As you start defining a common language, a glossary, in your organization, it can feel daunting to figure out the correct way to set it up. Since every organization's glossary is designed to reflect its unique style, it's natural that your glossary will look different. But following best practices in the implementation process will ensure that you set up a robust glossary that's right for your organization.
In search of the correct way of setting up glossaries, we distilled learnings from our amazing DataOps champions to design the broad guiding principles to follow while setting up a glossary in your organization.
Glossary best practices
Structure first, execution second
Before you start populating the business glossary with term definitions, make sure that you have agreed on the structure with all the key stakeholders. This means that you should have clarity on the type of glossary you want to start with — business-based, metric-based, technical, or project-based.
Once you are clear on the type of glossary, you should identify individuals who can take ownership of each part of the glossary. For example, if you are defining a metrics glossary that includes metrics from 5 different teams, ensure that you have at least one person from each team to take ownership. With these individuals, draft a broad structure where you can brainstorm terms for each team and assess their fit for your MVP.
Treat a glossary as a product
Whatever type of glossary structure you choose, remember to treat your glossary as a product. What that means is that every term in the glossary should be designed keeping the end user's value in mind.
- Reusable and accessible: Every end user, whether an analyst, business stakeholder or data engineer, should be able to understand what a term means. They should be able to refer to this context in their day-to-day work.
- Well-documented: You should assess what needs to be included in your glossary term to create the maximum impact. For example, you can decide that it should have:
- a business definition in the description,
- any gotchas captured in the README, and
- calculations (if any) linked as saved queries.
- Scalable: A glossary should be designed for the entire organization's needs, not just 1-2 users. That's why it's essential that you spend some time upfront deciding on a structure that will scale as your data maturity grows over the years.

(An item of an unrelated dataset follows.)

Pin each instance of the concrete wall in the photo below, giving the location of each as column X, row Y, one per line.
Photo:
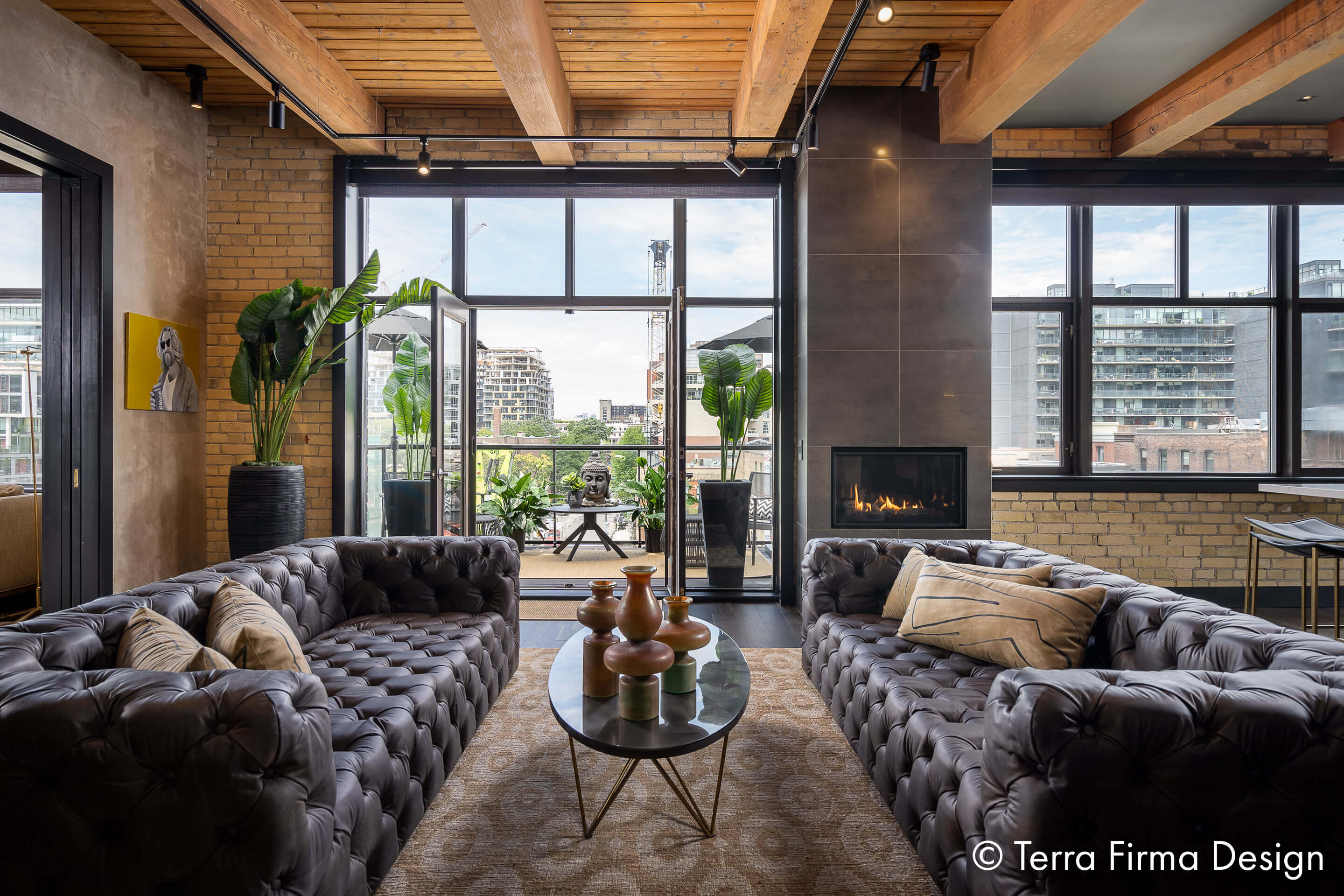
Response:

Choose your implementation approach
When it comes to implementing a glossary structure, you need to find an approach that works for your organizational dynamics. Some factors that would influence your implementation process are the size of the organization, the number of data owners, and the data maturity of the team. Below, we've shared three broad implementation approaches we have typically observed.
Data Definition Expert
In this approach, you implement a glossary by having a dedicated data definition expert. Especially when you have smaller data teams where 1-2 people have all the context, this expert can take ownership of implementing a glossary in a sprint.
Team of SMEs
The other way of implementing a glossary is more centralized. You assign terms by category owners/data sources. In medium to large teams where context is spread across multiple people, this approach can be really effective. A key factor for success with this approach is clearly identifying owners and assigning responsibilities. If you plan to use this approach, ensure that all the contributors have a clear idea of ownership across terms.
Crowdsourcing
When context is so far spread out in the team that it's hard to identify owners, you can use dedicated documentation hours to crowdsource terms. Once you agree on the broad structure of the glossary, you can also use gamification to populate the terms in a few sprints.